May 16, 2012

Please don’t learn to code

“To those who argue programming is an essential skill we should be teaching our children, right up there with reading, writing, and arithmetic: can you explain to me how Michael Bloomberg would be better at his day to day job of leading the largest city in the USA if he woke up one morning as a crack Java coder? It is obvious to me how being a skilled reader, a skilled writer, and at least high school level math are fundamental to performing the job of a politician. Or at any job, for that matter. But understanding variables and functions, pointers and recursion? I can’t see it.” via codinghorror.com

June 7, 2011

Inspectify has been released!

Inspectify is a new code review tool. It’s designed to be downloaded and run on your own server. Have a look.

April 27, 2011

Working with the Chaos Monkey

“Seems like insane advice at first glance. I’m not sure many companies even understand why this would be a good idea, much less have the guts to attempt it. Raise your hand if where you work, someone deployed a daemon or service that randomly kills servers and processes in your server farm.”

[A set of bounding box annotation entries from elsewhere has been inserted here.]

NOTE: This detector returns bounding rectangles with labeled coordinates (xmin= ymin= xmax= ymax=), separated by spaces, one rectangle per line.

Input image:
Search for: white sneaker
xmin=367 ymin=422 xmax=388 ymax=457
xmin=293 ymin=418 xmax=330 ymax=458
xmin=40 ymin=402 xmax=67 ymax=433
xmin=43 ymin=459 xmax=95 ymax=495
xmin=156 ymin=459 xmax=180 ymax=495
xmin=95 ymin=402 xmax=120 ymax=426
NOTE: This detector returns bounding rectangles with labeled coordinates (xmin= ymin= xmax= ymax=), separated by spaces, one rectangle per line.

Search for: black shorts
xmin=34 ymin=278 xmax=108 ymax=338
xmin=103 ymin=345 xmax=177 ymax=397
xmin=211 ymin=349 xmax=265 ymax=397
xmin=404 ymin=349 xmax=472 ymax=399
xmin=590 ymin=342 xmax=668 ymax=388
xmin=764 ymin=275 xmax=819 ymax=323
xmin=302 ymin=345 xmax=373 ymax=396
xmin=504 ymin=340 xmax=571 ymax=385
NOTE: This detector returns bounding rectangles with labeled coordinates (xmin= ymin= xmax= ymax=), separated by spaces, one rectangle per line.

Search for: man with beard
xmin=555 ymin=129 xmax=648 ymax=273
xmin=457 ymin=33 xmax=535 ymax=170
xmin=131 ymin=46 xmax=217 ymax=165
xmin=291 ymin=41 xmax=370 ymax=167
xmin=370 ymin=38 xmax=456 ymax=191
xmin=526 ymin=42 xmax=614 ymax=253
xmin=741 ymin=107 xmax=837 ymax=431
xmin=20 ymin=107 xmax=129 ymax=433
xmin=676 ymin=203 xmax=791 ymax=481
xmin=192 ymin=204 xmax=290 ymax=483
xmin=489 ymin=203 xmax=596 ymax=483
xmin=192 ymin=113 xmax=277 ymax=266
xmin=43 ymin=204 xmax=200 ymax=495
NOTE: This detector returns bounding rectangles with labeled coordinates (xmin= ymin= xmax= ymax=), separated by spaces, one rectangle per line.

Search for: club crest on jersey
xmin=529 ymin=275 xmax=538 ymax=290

via Jeff Atwood at Coding Horror

Cool!

April 16, 2011

Inspectify

I’ve been working on a new project for a while – code review for teams.

The idea is that teams of developers want/need a simple way to ensure that their code gets reviewed by other people in their team (without having someone looking over your shoulder).  I think enough other people have talked about why we need code review (see below), but there hasn’t been a suitable, easy platform for doing it.

There are a few hosted code review apps, but hopefully for commercial apps you have a policy to keep source-code in-house.  So we need an installable code review app, that automatically fetches commits from a repository, and provides a simple interface to do simple code review.

Inspectify is my answer to this problem.  It’s still a wee way off, but when it’s ready, you’ll be able to install it on a basic *nix box and start reviewing your Subversion-based code (support for other SCM’s may come later).